Guşıps: Yapılan çalışmaları ve toplumsal durumu incelediğinizde, bu dokudan gerçekten demokrat ve herkesin memnun olabileceği en azından belli müştereklerde anlaşılmış bir Anayasa çıkar diyebiliyor musunuz?

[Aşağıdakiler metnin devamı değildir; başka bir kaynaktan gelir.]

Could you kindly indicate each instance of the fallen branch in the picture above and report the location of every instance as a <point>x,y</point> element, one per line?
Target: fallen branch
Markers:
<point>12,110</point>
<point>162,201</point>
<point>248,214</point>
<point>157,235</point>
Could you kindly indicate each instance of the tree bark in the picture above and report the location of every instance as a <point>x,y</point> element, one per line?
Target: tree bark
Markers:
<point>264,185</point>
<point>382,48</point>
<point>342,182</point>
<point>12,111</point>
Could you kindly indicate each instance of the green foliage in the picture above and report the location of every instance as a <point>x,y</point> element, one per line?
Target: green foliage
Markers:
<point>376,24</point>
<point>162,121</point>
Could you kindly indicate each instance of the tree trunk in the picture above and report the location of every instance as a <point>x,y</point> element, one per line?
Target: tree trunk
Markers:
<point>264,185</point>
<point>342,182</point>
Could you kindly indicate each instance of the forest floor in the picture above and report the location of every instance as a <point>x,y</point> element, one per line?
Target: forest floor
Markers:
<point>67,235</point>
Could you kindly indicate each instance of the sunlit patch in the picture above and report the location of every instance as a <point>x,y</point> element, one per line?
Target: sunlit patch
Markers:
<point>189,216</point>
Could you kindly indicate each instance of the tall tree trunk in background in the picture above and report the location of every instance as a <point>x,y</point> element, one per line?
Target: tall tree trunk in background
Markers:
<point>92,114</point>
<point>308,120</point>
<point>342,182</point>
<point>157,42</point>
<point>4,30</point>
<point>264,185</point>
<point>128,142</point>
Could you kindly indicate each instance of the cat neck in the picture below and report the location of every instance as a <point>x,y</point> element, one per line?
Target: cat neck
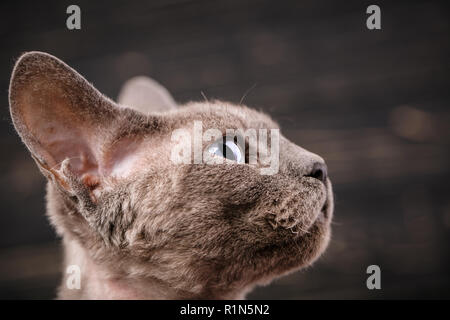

Etyen  M.: Türkiye’de sadece şöyle bir müşterek var, oda “tatsızlık olmasın”. Bu kadar. Dolayısıyla tatsızlık olmasın zeminini kurduğunuz zaman yüzde doksana yakın bir oy alabilirsiniz. Ama onun altına inildiği ve somut haklara gelindiği zaman Türkiye hiç de demokrat bir noktada değil. O yüzden bu çıkacak olan Anayasa’da öyle demokrat bir Anayasa olmayacak. Bu geçici bir Anayasa olacak. Gerçekçi olarak bakarsak ömrü muhtemelen 10 yıldan fazla olmayacak.  Ve Türkiye 5 – 10 yıl içinde yeniden Anayasa tartışmaya başlayacak ve o zaman çok muhtemelen batıdaki gibi bir Anayasa yapabilecek. Ama su aşamada bir kademede, bir seferde öyle bir Anayasa yapma şansını ben gerçekçi görmüyorum. Belki doğru da değil. Çünkü toplumsal talepler ve bu olayı sindirme miktarı henüz o aşamada  değil Türkiye’de. Yeterince tartışmış bir toplum değil Türkiye. Tartışmayı bırakalım konuşmuş bir toplum değil daha.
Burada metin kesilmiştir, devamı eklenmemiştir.